Skip to content

Integrations

This page shows two supported downstream integration styles:

  1. MCP integration: your application talks to groundworkers over the MCP protocol
  2. Direct Python integration: your application imports groundworkers and calls services in-process

Both styles use the same adapter and service composition underneath.

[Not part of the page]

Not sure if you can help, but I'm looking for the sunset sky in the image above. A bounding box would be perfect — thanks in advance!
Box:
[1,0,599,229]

Choosing an integration style

Use MCP when:

  • you want process isolation
  • you want tool discovery and protocol-level interoperability
  • your consumer is already an MCP client
  • you want multiple clients to share the same groundworkers server

Use direct Python services when:

  • your application is already Python
  • you want the lowest overhead
  • you want to reuse groundworkers logic without a transport hop
  • you want to compose library calls directly inside your own codebase

End-to-end shape

sequenceDiagram participant C as Downstream consumer participant M as MCP tools participant S as MappingService participant A as Adapters participant D as OMOP libs / DB alt MCP integration C->>M: call tool (for example concept_candidate_bundle) M->>S: invoke service method else Direct Python integration C->>S: invoke service method end S->>A: coordinate adapter calls A->>D: query libraries / DB D-->>A: results A-->>S: normalized adapter data S-->>M: domain result S-->>C: domain result M-->>C: MCP-safe JSON result

MCP integration

1. Run groundworkers as a subprocess or service

groundworkers --config /path/to/groundworkers.yaml

For a shared team service:

groundworkers \
  --config /path/to/groundworkers.yaml \
  --transport streamable-http \
  --host 0.0.0.0 \
  --port 8000

For local inspection:

groundworkers --config /path/to/groundworkers.yaml --describe

That prints the registered tool names, signatures, and docstrings for the current configuration.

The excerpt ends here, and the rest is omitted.